Overview
In order to fulfill its ambitious goal of bringing back the joy to writing classes, it gives you a class decorator and a way to declaratively define the attributes on that class:
>>> from attrs import asdict, define, make_class, Factory
>>> @define
... class SomeClass:
... a_number: int = 42
... list_of_numbers: list[int] = Factory(list)
...
... def hard_math(self, another_number):
... return self.a_number + sum(self.list_of_numbers) * another_number
>>> sc = SomeClass(1, [1, 2, 3])
>>> sc
SomeClass(a_number=1, list_of_numbers=[1, 2, 3])
>>> sc.hard_math(3)
19
>>> sc == SomeClass(1, [1, 2, 3])
True
>>> sc != SomeClass(2, [3, 2, 1])
True
>>> asdict(sc)
{'a_number': 1, 'list_of_numbers': [1, 2, 3]}
>>> SomeClass()
SomeClass(a_number=42, list_of_numbers=[])

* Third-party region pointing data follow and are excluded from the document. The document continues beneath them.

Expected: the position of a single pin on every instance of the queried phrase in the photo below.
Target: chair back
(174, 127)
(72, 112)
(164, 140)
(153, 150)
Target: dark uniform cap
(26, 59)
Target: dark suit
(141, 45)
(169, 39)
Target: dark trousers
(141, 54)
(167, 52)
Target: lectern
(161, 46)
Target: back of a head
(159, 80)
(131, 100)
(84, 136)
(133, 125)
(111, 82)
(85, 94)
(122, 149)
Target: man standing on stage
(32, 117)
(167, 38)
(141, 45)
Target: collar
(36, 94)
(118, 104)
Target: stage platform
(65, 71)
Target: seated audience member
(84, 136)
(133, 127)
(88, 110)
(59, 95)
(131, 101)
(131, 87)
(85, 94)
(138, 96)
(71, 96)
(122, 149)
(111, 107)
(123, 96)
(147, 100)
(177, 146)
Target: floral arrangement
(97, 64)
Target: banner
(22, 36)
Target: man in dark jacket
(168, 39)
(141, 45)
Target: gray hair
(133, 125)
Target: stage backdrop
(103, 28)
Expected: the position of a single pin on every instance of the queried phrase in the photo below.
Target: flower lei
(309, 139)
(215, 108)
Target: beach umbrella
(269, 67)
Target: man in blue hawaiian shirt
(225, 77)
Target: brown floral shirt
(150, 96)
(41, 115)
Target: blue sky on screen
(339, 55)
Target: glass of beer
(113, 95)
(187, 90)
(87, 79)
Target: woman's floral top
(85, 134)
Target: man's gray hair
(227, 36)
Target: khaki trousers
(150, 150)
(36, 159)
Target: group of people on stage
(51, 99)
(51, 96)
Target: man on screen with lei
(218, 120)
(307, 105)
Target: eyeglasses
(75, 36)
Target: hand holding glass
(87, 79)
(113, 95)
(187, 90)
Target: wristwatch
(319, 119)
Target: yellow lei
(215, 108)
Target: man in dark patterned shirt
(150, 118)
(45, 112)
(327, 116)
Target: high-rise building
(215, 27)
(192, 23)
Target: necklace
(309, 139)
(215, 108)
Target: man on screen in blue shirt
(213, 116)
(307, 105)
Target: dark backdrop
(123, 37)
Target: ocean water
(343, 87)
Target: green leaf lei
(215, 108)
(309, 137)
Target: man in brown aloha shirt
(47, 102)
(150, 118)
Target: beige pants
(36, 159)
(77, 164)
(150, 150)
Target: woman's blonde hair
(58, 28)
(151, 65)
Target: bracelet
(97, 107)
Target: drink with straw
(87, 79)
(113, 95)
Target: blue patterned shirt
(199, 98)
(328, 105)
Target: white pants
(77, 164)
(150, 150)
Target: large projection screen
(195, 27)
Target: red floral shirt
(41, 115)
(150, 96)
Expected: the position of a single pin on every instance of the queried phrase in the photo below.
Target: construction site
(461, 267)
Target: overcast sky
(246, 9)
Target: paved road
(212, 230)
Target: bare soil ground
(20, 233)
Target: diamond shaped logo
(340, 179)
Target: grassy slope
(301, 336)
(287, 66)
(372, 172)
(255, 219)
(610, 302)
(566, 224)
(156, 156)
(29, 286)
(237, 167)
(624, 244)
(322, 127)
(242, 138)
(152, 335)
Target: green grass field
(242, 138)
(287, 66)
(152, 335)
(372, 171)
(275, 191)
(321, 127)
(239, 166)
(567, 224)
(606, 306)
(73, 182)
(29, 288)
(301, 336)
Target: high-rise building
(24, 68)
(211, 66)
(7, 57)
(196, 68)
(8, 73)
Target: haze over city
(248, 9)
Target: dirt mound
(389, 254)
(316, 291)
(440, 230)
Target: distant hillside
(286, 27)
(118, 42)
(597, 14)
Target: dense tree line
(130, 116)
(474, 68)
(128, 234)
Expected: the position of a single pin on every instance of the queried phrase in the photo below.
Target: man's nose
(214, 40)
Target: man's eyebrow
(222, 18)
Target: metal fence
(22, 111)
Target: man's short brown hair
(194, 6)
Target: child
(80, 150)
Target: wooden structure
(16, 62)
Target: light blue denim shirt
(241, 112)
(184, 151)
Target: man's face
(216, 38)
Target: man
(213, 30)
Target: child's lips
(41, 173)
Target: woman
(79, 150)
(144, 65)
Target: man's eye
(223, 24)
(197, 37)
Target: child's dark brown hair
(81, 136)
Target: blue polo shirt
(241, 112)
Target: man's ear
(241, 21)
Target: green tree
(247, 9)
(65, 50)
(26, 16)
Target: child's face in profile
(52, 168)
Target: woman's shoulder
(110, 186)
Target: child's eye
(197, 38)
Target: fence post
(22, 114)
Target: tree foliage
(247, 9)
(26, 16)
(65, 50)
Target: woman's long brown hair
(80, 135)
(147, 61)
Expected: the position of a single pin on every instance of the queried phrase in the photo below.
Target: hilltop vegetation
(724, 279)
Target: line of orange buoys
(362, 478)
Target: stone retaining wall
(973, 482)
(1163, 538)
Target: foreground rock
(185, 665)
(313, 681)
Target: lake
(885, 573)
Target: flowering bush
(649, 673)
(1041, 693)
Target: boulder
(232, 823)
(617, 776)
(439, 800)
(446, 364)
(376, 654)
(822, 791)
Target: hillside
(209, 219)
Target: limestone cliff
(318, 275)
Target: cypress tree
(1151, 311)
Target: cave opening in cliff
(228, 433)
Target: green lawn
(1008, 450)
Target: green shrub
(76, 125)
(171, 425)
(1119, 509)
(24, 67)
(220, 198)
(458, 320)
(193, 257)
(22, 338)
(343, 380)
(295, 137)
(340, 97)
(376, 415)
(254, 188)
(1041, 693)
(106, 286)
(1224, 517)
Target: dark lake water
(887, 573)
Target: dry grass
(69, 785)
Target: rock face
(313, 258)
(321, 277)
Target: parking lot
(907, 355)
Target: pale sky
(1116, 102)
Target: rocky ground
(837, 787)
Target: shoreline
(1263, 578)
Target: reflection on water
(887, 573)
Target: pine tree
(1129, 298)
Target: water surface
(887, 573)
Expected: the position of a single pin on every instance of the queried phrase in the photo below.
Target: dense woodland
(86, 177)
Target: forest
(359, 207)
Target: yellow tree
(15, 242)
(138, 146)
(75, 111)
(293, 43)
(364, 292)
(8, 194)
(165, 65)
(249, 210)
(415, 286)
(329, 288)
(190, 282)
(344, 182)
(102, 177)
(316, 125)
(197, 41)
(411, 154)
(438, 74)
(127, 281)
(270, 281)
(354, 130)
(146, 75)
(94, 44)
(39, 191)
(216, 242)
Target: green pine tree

>>> C = make_class("C", ["a", "b"])
>>> C("foo", "bar")
C(a='foo', b='bar')
After declaring your attributes, attrs gives you:
a concise and explicit overview of the class’s attributes,
a nice human-readable
__repr__
,equality-checking methods,
an initializer,
and much more,
without writing dull boilerplate code again and again and without runtime performance penalties.
Hate type annotations!?
No problem!
Types are entirely optional with attrs.
Simply assign attrs.field()
to the attributes instead of annotating them with types.
This example uses attrs’s modern APIs that have been introduced in version 20.1.0, and the attrs package import name that has been added in version 21.3.0.
The classic APIs (@attr.s
, attr.ib
, plus their serious-business aliases) and the attr
package import name will remain indefinitely.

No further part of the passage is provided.